Impact: Diagnostic innovation that leverages existing lab outputs to deliver same-day mechanism-level resistance information—potentially shortening time-to-appropriate therapy and improving outcomes in drug-resistant sepsis outbreaks.

Clinical Implications: Integrating MALCA into laboratory workflows could enable same-day carbapenemase typing to inform early antibiotic selection (e.g., ceftazidime–avibactam vs aztreonam–avibactam) and stewardship decisions, pending prospective implementation studies measuring clinical outcomes.

Key Findings

  • MALCA-22 and MALCA-8 classifiers trained on 11,992 isolates and externally validated on 8,514 isolates.
  • Both classifiers achieved >96% sensitivity/specificity for CPE detection; >97% sensitivity and >98% specificity for common carbapenemases (OXA-48-like, NDM, KPC).
  • Outperformed established European/French CPE screening algorithms using only routine antibiogram data.

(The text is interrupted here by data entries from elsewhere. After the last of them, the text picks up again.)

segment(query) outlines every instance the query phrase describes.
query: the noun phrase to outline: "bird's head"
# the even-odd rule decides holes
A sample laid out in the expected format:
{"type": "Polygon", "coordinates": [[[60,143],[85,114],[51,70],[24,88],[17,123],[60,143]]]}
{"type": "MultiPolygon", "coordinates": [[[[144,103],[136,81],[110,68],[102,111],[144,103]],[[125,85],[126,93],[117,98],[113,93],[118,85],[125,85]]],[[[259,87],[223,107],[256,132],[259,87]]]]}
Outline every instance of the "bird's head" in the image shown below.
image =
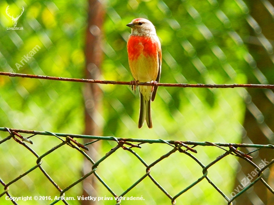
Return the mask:
{"type": "Polygon", "coordinates": [[[151,36],[156,35],[155,27],[152,23],[145,18],[139,18],[133,19],[127,24],[132,28],[132,35],[139,36],[151,36]]]}

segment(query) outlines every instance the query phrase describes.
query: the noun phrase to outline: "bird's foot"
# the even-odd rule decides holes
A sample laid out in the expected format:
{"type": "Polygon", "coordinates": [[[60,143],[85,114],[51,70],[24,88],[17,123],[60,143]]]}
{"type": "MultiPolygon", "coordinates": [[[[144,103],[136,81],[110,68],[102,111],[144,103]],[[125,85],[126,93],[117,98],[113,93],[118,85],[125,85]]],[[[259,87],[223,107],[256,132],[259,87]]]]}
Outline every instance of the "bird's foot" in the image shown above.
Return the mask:
{"type": "Polygon", "coordinates": [[[136,87],[138,86],[139,81],[131,81],[130,87],[132,87],[132,89],[134,91],[134,93],[136,93],[136,87]]]}
{"type": "Polygon", "coordinates": [[[157,85],[158,85],[158,82],[156,81],[151,81],[150,82],[150,85],[152,86],[151,91],[153,91],[154,87],[157,86],[157,85]]]}

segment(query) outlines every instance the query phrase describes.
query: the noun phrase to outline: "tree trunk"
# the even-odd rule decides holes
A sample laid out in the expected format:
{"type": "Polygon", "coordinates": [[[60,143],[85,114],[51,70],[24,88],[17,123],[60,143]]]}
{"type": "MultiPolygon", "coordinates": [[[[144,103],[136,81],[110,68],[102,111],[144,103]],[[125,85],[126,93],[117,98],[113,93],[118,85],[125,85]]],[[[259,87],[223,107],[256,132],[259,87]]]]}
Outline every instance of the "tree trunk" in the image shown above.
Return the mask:
{"type": "MultiPolygon", "coordinates": [[[[88,26],[86,36],[86,78],[98,79],[101,75],[100,66],[102,59],[101,49],[102,27],[104,11],[101,3],[96,0],[89,0],[88,26]]],[[[85,102],[85,129],[84,134],[100,136],[102,135],[102,123],[100,114],[102,92],[97,84],[86,84],[84,93],[85,102]]],[[[85,143],[88,142],[87,140],[85,143]]],[[[101,144],[96,142],[89,146],[90,150],[87,152],[94,161],[97,158],[97,150],[101,144]]],[[[83,172],[84,174],[90,172],[92,164],[85,158],[83,172]]],[[[96,183],[94,175],[83,181],[83,195],[84,197],[96,196],[96,183]]],[[[94,205],[92,201],[82,201],[82,205],[94,205]]]]}
{"type": "MultiPolygon", "coordinates": [[[[249,68],[247,72],[248,78],[248,83],[271,84],[274,83],[274,64],[271,59],[271,56],[273,54],[271,52],[268,53],[266,49],[260,45],[258,38],[255,37],[260,37],[263,34],[268,39],[273,40],[274,22],[273,18],[268,12],[266,7],[262,3],[262,1],[250,1],[250,14],[258,23],[262,29],[262,33],[260,32],[259,28],[257,28],[257,33],[250,27],[251,36],[248,41],[248,48],[251,55],[257,62],[257,68],[255,69],[249,68]],[[267,81],[262,82],[258,81],[258,78],[256,77],[253,69],[259,69],[267,79],[267,81]],[[271,75],[270,75],[271,74],[271,75]]],[[[262,75],[261,79],[264,79],[262,75]]],[[[246,131],[245,132],[242,139],[243,143],[249,143],[261,144],[273,144],[274,142],[273,132],[274,130],[274,106],[273,100],[269,96],[274,96],[273,91],[268,91],[263,89],[248,89],[248,91],[251,97],[250,100],[247,102],[247,109],[244,127],[246,131]],[[268,95],[269,97],[268,97],[268,95]],[[260,111],[256,108],[256,107],[260,111]],[[260,112],[261,113],[260,113],[260,112]],[[257,118],[257,119],[256,119],[257,118]]],[[[251,150],[243,149],[242,150],[248,153],[251,150]]],[[[262,163],[261,160],[266,160],[270,162],[274,158],[274,152],[269,149],[264,149],[257,151],[259,155],[253,155],[253,161],[257,165],[262,163]]],[[[258,153],[257,153],[258,154],[258,153]]],[[[241,167],[240,171],[237,174],[235,189],[239,186],[241,187],[241,182],[246,181],[248,182],[246,177],[255,169],[254,167],[248,164],[243,160],[239,160],[241,167]]],[[[270,185],[273,187],[273,180],[274,178],[274,168],[272,166],[272,170],[269,169],[265,170],[263,178],[270,185]]],[[[257,177],[252,179],[251,182],[254,181],[257,177]]],[[[249,184],[250,183],[249,182],[249,184]]],[[[240,191],[241,191],[240,189],[240,191]]],[[[236,193],[237,194],[237,193],[236,193]]],[[[237,198],[237,205],[273,205],[274,203],[274,196],[260,181],[258,181],[254,186],[237,198]]],[[[234,204],[234,203],[233,204],[234,204]]]]}

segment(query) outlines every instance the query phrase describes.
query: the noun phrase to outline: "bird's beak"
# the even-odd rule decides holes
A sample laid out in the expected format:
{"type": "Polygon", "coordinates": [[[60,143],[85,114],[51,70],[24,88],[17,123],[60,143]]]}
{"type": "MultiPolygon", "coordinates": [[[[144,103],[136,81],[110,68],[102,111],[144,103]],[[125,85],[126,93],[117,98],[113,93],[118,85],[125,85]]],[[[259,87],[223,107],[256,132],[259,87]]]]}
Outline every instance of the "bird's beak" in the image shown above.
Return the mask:
{"type": "Polygon", "coordinates": [[[130,23],[128,23],[127,24],[127,26],[130,27],[131,28],[133,28],[135,26],[134,23],[133,23],[132,22],[131,22],[130,23]]]}

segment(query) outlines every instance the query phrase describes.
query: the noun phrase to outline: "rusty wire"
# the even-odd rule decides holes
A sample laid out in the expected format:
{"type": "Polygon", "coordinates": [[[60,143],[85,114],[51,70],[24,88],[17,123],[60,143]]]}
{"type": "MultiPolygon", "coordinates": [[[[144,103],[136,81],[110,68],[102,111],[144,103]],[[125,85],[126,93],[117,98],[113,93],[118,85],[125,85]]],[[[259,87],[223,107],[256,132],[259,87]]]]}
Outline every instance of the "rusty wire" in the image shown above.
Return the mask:
{"type": "MultiPolygon", "coordinates": [[[[274,163],[274,159],[272,159],[269,163],[266,165],[263,168],[259,167],[258,165],[256,165],[252,161],[252,157],[250,155],[251,153],[244,153],[240,150],[237,149],[238,147],[252,147],[256,148],[252,153],[257,152],[258,150],[261,149],[274,149],[274,145],[272,144],[269,145],[260,145],[260,144],[232,144],[232,143],[212,143],[209,142],[192,142],[192,141],[178,141],[174,140],[163,140],[162,139],[125,139],[115,138],[114,137],[103,137],[103,136],[90,136],[90,135],[77,135],[77,134],[70,134],[65,133],[52,133],[48,131],[38,131],[33,130],[24,130],[21,129],[8,128],[7,127],[0,127],[0,131],[7,132],[7,136],[0,140],[0,145],[7,140],[14,140],[14,143],[17,143],[21,145],[24,147],[28,151],[29,151],[32,154],[33,154],[37,158],[36,161],[36,165],[29,169],[26,172],[21,173],[21,174],[17,177],[14,177],[14,179],[10,182],[4,182],[2,180],[0,179],[0,183],[2,185],[3,191],[0,192],[0,197],[2,197],[4,196],[7,196],[8,197],[10,197],[11,193],[12,192],[12,189],[9,189],[9,186],[16,183],[18,180],[26,176],[29,173],[32,172],[36,168],[39,168],[43,174],[44,174],[48,180],[52,183],[56,189],[60,193],[60,196],[62,197],[64,196],[64,195],[71,188],[76,185],[78,183],[82,182],[84,179],[86,178],[88,176],[93,174],[98,180],[108,190],[108,191],[113,196],[114,198],[116,198],[117,202],[116,205],[120,205],[122,203],[121,197],[124,197],[127,194],[131,191],[133,189],[135,188],[140,182],[143,180],[145,178],[148,177],[151,181],[162,192],[162,193],[166,196],[167,197],[170,199],[171,203],[172,205],[176,204],[176,199],[180,197],[182,195],[185,193],[188,190],[191,189],[195,186],[196,184],[199,183],[202,180],[206,179],[208,183],[212,186],[216,191],[224,198],[228,203],[228,205],[232,205],[232,202],[235,200],[237,197],[246,192],[253,186],[254,186],[258,181],[261,181],[263,183],[267,189],[273,194],[274,194],[274,190],[272,188],[269,184],[264,180],[262,178],[263,171],[266,169],[269,168],[274,163]],[[23,135],[30,135],[27,137],[23,136],[23,135]],[[43,154],[39,156],[35,151],[33,150],[33,148],[31,147],[33,145],[32,141],[30,139],[31,137],[38,136],[41,137],[42,136],[52,136],[54,137],[57,137],[60,140],[60,143],[57,146],[55,146],[51,149],[49,149],[47,151],[44,153],[43,154]],[[88,143],[87,144],[82,145],[81,143],[77,142],[76,139],[85,138],[96,140],[93,142],[97,142],[100,140],[107,140],[107,141],[114,141],[117,143],[116,146],[112,148],[109,152],[106,154],[102,158],[95,162],[93,159],[89,156],[86,152],[82,150],[84,149],[85,150],[88,150],[89,145],[91,145],[91,143],[88,143]],[[149,143],[158,143],[158,144],[164,144],[167,146],[170,146],[170,150],[164,154],[158,159],[156,160],[154,162],[152,162],[150,164],[147,164],[136,152],[134,151],[135,148],[141,148],[141,145],[149,143]],[[29,144],[28,145],[28,144],[29,144]],[[56,150],[60,147],[67,145],[69,147],[77,150],[80,153],[83,155],[84,157],[86,157],[89,161],[92,164],[92,167],[91,170],[87,174],[83,175],[76,181],[72,183],[69,186],[66,188],[61,188],[57,185],[53,180],[50,177],[49,175],[47,174],[45,170],[43,168],[42,165],[42,159],[46,156],[50,155],[50,153],[56,150]],[[207,165],[204,165],[203,163],[200,161],[197,157],[195,157],[195,153],[197,153],[197,151],[194,149],[195,147],[197,146],[214,146],[218,147],[221,149],[223,151],[223,153],[219,156],[215,160],[210,162],[207,165]],[[114,153],[118,149],[122,148],[125,151],[128,151],[136,157],[143,165],[144,171],[145,174],[139,179],[138,179],[135,183],[134,183],[132,186],[129,187],[127,189],[124,191],[123,193],[117,194],[114,191],[113,191],[110,187],[107,185],[99,176],[98,174],[96,172],[96,170],[100,163],[101,163],[106,159],[114,153]],[[179,152],[182,154],[184,154],[192,159],[194,161],[199,164],[200,166],[202,168],[202,172],[201,173],[200,177],[195,182],[193,183],[190,185],[188,186],[186,188],[184,186],[182,186],[182,191],[178,193],[175,196],[172,196],[169,194],[163,187],[158,183],[156,180],[152,177],[153,169],[152,167],[158,163],[160,163],[162,160],[166,158],[168,158],[170,155],[175,152],[179,152]],[[208,174],[209,172],[208,169],[211,166],[213,166],[217,162],[223,159],[224,157],[228,155],[233,155],[235,157],[237,157],[240,159],[245,160],[253,167],[255,167],[258,172],[258,177],[254,181],[251,183],[248,186],[246,186],[241,192],[235,195],[232,198],[229,198],[225,195],[225,194],[209,178],[208,174]]],[[[55,200],[50,205],[53,205],[61,201],[64,204],[69,204],[68,202],[66,201],[64,198],[60,198],[58,200],[55,200]]],[[[17,203],[15,201],[11,201],[14,205],[17,205],[17,203]]]]}
{"type": "MultiPolygon", "coordinates": [[[[97,83],[99,84],[112,85],[128,85],[133,86],[132,82],[118,82],[115,81],[103,81],[94,79],[84,79],[70,78],[62,78],[60,77],[40,76],[36,75],[24,74],[21,73],[8,73],[0,72],[0,75],[9,77],[19,77],[21,78],[34,78],[37,79],[51,80],[53,81],[69,81],[78,83],[97,83]]],[[[154,82],[138,82],[135,83],[138,86],[154,86],[154,82]]],[[[190,84],[186,83],[157,83],[157,86],[167,87],[179,88],[248,88],[274,89],[274,85],[264,84],[190,84]]]]}

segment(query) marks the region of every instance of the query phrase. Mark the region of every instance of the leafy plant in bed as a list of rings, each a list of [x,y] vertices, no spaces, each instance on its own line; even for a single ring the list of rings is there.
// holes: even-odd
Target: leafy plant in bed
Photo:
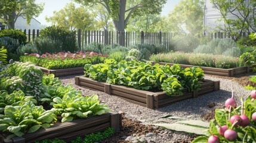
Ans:
[[[23,62],[30,61],[37,66],[48,69],[55,70],[71,67],[83,67],[85,64],[97,64],[103,62],[107,55],[102,55],[94,52],[59,52],[41,55],[31,54],[20,57]]]
[[[184,88],[198,91],[203,72],[199,67],[183,69],[135,61],[116,62],[107,59],[104,63],[85,65],[85,76],[108,83],[132,86],[143,90],[162,90],[167,95],[182,95]]]
[[[65,122],[110,110],[107,105],[100,104],[97,95],[83,97],[71,85],[62,85],[53,74],[42,76],[42,71],[28,63],[9,64],[0,73],[1,85],[7,82],[9,86],[1,86],[0,91],[0,132],[7,138],[48,128],[58,115],[61,114],[62,122]],[[29,82],[36,86],[30,87]],[[39,87],[39,92],[34,90]],[[29,89],[32,91],[26,91]],[[44,102],[50,104],[51,110],[43,107]]]

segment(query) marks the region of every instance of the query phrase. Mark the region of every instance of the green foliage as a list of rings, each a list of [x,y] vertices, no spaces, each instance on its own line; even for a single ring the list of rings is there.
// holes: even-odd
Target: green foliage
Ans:
[[[155,62],[190,64],[198,66],[229,69],[239,66],[242,61],[238,58],[201,53],[169,52],[150,57]],[[242,66],[243,65],[240,65]]]
[[[220,129],[219,126],[227,125],[228,129],[234,130],[238,133],[238,136],[233,141],[234,142],[255,142],[256,123],[252,120],[251,116],[256,111],[256,100],[252,100],[252,98],[249,96],[242,102],[242,104],[236,108],[233,108],[231,110],[227,108],[215,109],[215,120],[212,120],[210,122],[208,135],[217,135],[220,139],[220,142],[230,142],[218,132]],[[244,114],[247,116],[250,120],[249,125],[244,127],[239,125],[235,127],[230,121],[230,117],[235,114],[238,116]],[[208,142],[208,137],[201,136],[196,138],[192,142]]]
[[[95,17],[95,14],[91,8],[82,6],[78,7],[71,2],[67,4],[60,11],[53,11],[53,15],[46,17],[45,19],[48,22],[51,22],[52,25],[55,24],[67,30],[81,29],[91,30],[96,28]]]
[[[7,105],[4,108],[4,114],[0,116],[0,131],[11,133],[7,138],[21,136],[24,133],[50,127],[57,120],[56,118],[53,111],[45,111],[42,106],[36,106],[32,101],[22,105]]]
[[[0,48],[0,61],[2,61],[4,64],[7,64],[7,50],[2,46]]]
[[[17,40],[20,45],[25,44],[27,42],[27,36],[20,30],[5,29],[0,30],[0,38],[9,37]]]
[[[23,91],[26,95],[38,97],[42,92],[42,72],[29,63],[14,63],[8,65],[1,73],[0,89],[11,93]]]
[[[233,40],[229,38],[216,38],[212,39],[206,45],[198,46],[193,50],[193,52],[214,55],[221,55],[225,52],[224,54],[232,54],[230,56],[239,57],[239,55],[237,56],[238,49],[233,47],[236,47],[236,42]]]
[[[109,128],[103,132],[98,132],[86,135],[84,138],[77,137],[76,139],[71,141],[71,143],[94,143],[99,142],[107,139],[115,133],[113,128]],[[36,141],[35,143],[66,143],[66,142],[60,139],[44,139],[42,141]]]
[[[125,51],[114,51],[109,55],[108,58],[112,58],[117,62],[119,62],[125,59],[127,54],[127,52]]]
[[[54,108],[51,110],[61,114],[61,122],[70,122],[74,118],[100,115],[110,111],[108,105],[100,104],[97,95],[84,97],[81,91],[67,92],[62,98],[54,98],[53,102]]]
[[[24,102],[31,101],[36,104],[36,100],[32,96],[25,96],[22,91],[14,91],[8,94],[5,91],[0,91],[0,114],[2,114],[7,105],[22,105]]]
[[[252,66],[256,62],[254,57],[255,54],[255,52],[245,52],[242,54],[239,57],[240,66]]]
[[[84,68],[85,76],[94,80],[143,90],[164,89],[169,95],[181,94],[183,88],[189,91],[198,90],[198,81],[203,76],[200,68],[184,69],[177,64],[152,66],[135,61],[117,63],[113,59],[106,60],[104,64],[86,64]]]
[[[194,36],[177,35],[173,38],[174,41],[174,50],[181,51],[183,52],[192,52],[199,44],[198,38]]]
[[[47,27],[41,31],[40,38],[42,38],[43,39],[44,38],[49,38],[51,39],[53,41],[59,41],[60,42],[60,50],[58,50],[59,46],[57,46],[55,48],[57,49],[54,52],[61,52],[62,51],[74,52],[78,51],[75,33],[73,31],[67,30],[64,27],[55,26]],[[36,46],[37,48],[36,45]],[[47,52],[51,52],[51,51],[45,51],[41,52],[41,54]]]
[[[128,61],[135,60],[140,61],[142,58],[142,53],[137,49],[131,49],[128,51],[125,59]]]
[[[17,52],[20,55],[24,55],[24,54],[30,54],[33,53],[37,53],[38,50],[32,44],[27,43],[25,45],[18,47]]]
[[[49,75],[44,74],[42,78],[42,84],[43,85],[55,85],[58,86],[62,84],[61,80],[58,77],[54,77],[54,74],[51,73]]]
[[[106,59],[106,55],[100,55],[94,52],[86,53],[64,53],[51,55],[49,53],[33,54],[21,56],[22,62],[32,62],[37,66],[55,70],[70,67],[83,67],[85,64],[97,64],[103,63]]]
[[[37,38],[34,41],[34,45],[39,54],[45,52],[60,52],[63,51],[61,42],[57,39],[54,39],[48,37]]]
[[[222,54],[227,56],[239,57],[240,55],[241,54],[241,51],[240,51],[239,48],[237,47],[233,47],[227,49]]]
[[[4,46],[7,49],[7,60],[18,60],[17,50],[20,46],[18,40],[9,37],[0,38],[0,47]]]

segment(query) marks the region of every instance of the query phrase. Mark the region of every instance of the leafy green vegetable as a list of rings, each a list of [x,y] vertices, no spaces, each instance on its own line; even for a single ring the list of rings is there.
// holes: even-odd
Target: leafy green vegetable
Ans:
[[[21,106],[7,105],[4,114],[0,114],[0,131],[12,134],[7,136],[21,136],[25,133],[36,131],[39,128],[48,128],[57,116],[51,110],[45,111],[42,106],[36,106],[27,101]]]
[[[7,105],[21,105],[24,102],[31,101],[36,104],[36,100],[32,96],[26,96],[22,91],[14,91],[8,94],[5,91],[0,91],[0,113],[2,113]]]
[[[143,90],[164,90],[167,95],[182,95],[184,88],[189,91],[199,89],[199,81],[203,80],[203,72],[199,67],[183,69],[178,64],[154,66],[136,61],[113,59],[104,63],[85,64],[85,76],[110,84],[132,86]]]
[[[70,122],[74,118],[100,115],[110,111],[108,105],[100,104],[97,95],[84,97],[76,91],[66,93],[62,99],[55,97],[53,102],[52,110],[57,114],[61,114],[61,122]]]

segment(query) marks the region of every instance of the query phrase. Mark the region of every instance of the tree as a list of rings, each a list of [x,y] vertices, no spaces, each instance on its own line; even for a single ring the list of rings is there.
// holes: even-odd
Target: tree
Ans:
[[[200,35],[203,28],[202,0],[181,0],[168,14],[168,27],[172,32]]]
[[[9,29],[14,29],[18,17],[25,17],[29,24],[33,17],[42,13],[44,5],[36,4],[35,0],[0,0],[0,18]]]
[[[76,8],[73,3],[67,4],[63,9],[54,11],[53,16],[45,17],[48,22],[67,28],[70,30],[76,29],[92,30],[95,27],[95,14],[88,8],[82,7]]]
[[[124,31],[131,17],[160,14],[166,0],[74,0],[87,6],[102,5],[113,19],[118,31]]]
[[[255,0],[211,0],[211,2],[221,15],[218,21],[224,22],[217,28],[229,32],[233,40],[239,39],[244,32],[249,35],[256,32]]]
[[[97,21],[97,27],[107,31],[113,29],[114,25],[113,21],[106,8],[101,5],[98,5],[97,7],[94,7],[93,10],[94,13],[97,15],[95,17]]]
[[[132,18],[127,25],[127,31],[153,32],[159,31],[157,24],[161,20],[158,14],[148,14],[141,17]]]

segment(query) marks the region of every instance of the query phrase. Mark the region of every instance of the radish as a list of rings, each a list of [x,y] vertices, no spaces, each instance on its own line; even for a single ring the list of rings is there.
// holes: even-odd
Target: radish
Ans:
[[[217,135],[211,135],[208,138],[208,143],[217,143],[220,142],[220,139]]]
[[[252,119],[253,121],[256,122],[256,112],[254,112],[252,114]]]
[[[230,122],[233,124],[236,121],[238,122],[236,123],[234,125],[234,126],[237,127],[238,125],[241,125],[242,123],[242,120],[240,118],[240,116],[238,115],[233,115],[232,117],[230,117]]]
[[[218,133],[220,133],[220,135],[221,136],[224,136],[224,133],[227,130],[227,125],[224,125],[224,126],[220,126],[220,129],[218,130]]]
[[[241,119],[241,126],[242,127],[245,127],[247,126],[248,125],[249,125],[250,124],[250,120],[249,119],[248,117],[247,117],[246,116],[243,114],[240,116],[240,118]]]
[[[233,130],[228,129],[224,133],[224,137],[230,141],[233,141],[238,138],[238,133]]]
[[[253,90],[251,92],[251,97],[254,99],[256,99],[256,90]]]
[[[236,107],[236,101],[235,101],[234,100],[234,94],[233,94],[233,89],[232,89],[232,97],[226,101],[225,106],[227,108],[229,108],[230,106],[232,106],[233,108]]]

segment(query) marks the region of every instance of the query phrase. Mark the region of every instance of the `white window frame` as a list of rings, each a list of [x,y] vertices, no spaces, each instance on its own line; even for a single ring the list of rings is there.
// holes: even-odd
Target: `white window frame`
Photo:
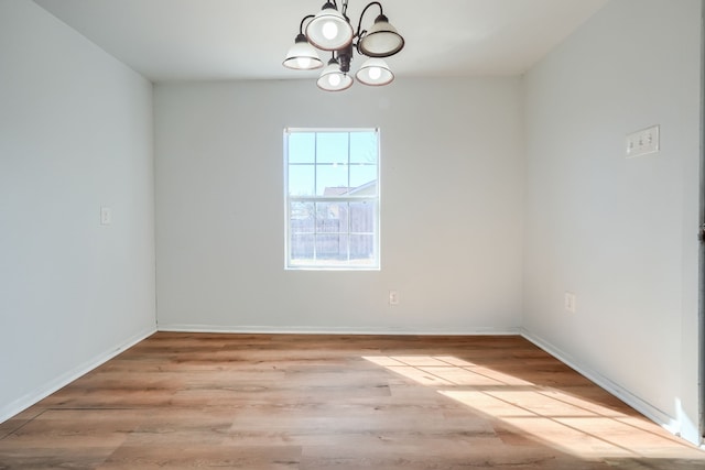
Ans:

3. OGDH primes macrophage for M1-like polarization and ferroptosis in sepsis associated acute lung injury.

80
Respiratory research · 2026PMID: 42143323

Integrated multi-omics and in vivo/in vitro work shows increased OGDH activity and decreased α‑KG in LPS-sepsis, with OGDH inhibition (CPI-613) suppressing M1-like alveolar macrophage polarization, reducing ferroptosis via Nrf2 activation, attenuating lung injury, and improving survival; patient sera showed elevated OGDH activity correlating with severity.

Impact: Identifies an actionable immunometabolic driver (OGDH) linking ferroptosis to sepsis lung injury with cross-species validation and a clinical assay for enzyme activity—bridging mechanism to potential early-phase therapeutics.

Clinical Implications: OGDH activity could become a biomarker to identify hyperinflammatory sepsis-ALI and support patient selection for early-phase trials of OGDH inhibitors (e.g., CPI-613), though human interventional data are needed.

Key Findings

  • LPS-sepsis mice had decreased α‑ketoglutarate and increased OGDH activity.
  • OGDH inhibition (CPI-613) reduced M1-like macrophage polarization, ferroptosis markers, lung injury, systemic inflammation, and improved survival via Nrf2 activation.
  • Patient sera from sepsis-associated ARDS showed elevated OGDH activity correlating with severity and outcomes.